Another limitation of our study is the absence of individual-level risk factor data, including participation in breast screening programmes in prior years to define interval breast cancers and stage data. However, in future studies, it should be possible to identify some key factors using linked data including detailed cohort data. The United Kingdom is renowned for its high-quality, longitudinal data and the ability to perform linkage studies using a unique identifier.
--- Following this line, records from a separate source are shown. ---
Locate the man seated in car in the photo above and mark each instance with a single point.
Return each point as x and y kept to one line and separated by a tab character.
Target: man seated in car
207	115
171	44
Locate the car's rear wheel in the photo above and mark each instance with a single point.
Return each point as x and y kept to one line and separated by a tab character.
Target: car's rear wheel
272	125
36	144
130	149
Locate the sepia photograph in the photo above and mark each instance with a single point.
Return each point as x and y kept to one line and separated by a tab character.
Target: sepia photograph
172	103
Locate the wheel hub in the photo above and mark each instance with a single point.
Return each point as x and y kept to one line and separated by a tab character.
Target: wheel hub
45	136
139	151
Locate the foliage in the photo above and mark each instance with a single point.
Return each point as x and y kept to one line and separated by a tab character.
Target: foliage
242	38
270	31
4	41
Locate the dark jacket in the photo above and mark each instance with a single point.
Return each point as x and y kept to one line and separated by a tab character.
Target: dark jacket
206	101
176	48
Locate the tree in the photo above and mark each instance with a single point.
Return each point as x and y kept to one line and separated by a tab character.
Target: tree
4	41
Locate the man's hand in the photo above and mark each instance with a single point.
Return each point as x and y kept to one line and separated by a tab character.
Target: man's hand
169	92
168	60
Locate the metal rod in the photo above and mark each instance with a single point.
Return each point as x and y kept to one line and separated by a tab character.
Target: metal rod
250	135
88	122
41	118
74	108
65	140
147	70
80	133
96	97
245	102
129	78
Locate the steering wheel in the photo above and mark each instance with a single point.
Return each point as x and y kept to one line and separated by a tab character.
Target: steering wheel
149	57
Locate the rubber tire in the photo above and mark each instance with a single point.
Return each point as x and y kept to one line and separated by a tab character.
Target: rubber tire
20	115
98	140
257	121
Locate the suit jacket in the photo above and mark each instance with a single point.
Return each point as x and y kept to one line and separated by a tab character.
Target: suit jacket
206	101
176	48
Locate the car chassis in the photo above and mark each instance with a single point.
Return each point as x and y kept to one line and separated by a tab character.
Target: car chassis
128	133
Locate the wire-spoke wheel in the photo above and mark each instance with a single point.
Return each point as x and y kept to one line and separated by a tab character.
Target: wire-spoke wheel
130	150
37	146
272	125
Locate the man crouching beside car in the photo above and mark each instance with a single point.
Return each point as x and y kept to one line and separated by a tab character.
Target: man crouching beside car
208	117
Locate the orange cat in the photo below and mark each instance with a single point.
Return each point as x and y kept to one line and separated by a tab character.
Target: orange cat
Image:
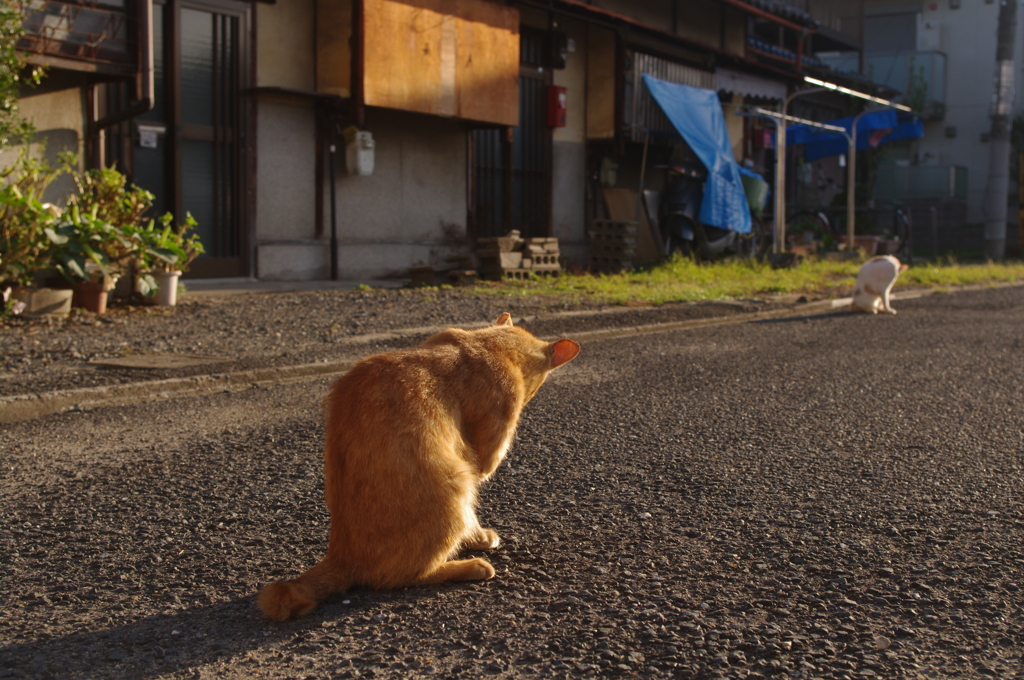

Hence, we envision future analysis using the cancer registry linked to other datasets, including community prescription drug records, mammography imaging, maternity and hospital records to provide more detailed information on the role and patterns of key risk factors in breast cancer incidence trends. Another limitation of the study is the lack of mRNA expression assays for the classification of the molecular subtypes of breast cancer. In our study, markers measured by IHC are used as surrogates for the molecular subtypes, which are reasonably good proxies, but mRNA profiling data would be considered a gold standard for intrinsic-subtype classification.13

In conclusion, incidence trends of breast cancer in Scotland differ by ER status, and are consistent with trends observed in other countries. It will be important to monitor whether ER+ tumour incidence stabilises or reduces over time. Additional data are needed to establish whether incidence of HER2+ tumours, which are ER−, remains low since their treatment involves monoclonal antibodies, such as trastuzumab and pertuzumab,13,50 which are amongst the more expensive breast cancer treatments used by the NHS. Further research should be focused on monitoring incidence trends by subtype because of the marked risk, detection and treatment differences for breast cancer subtypes.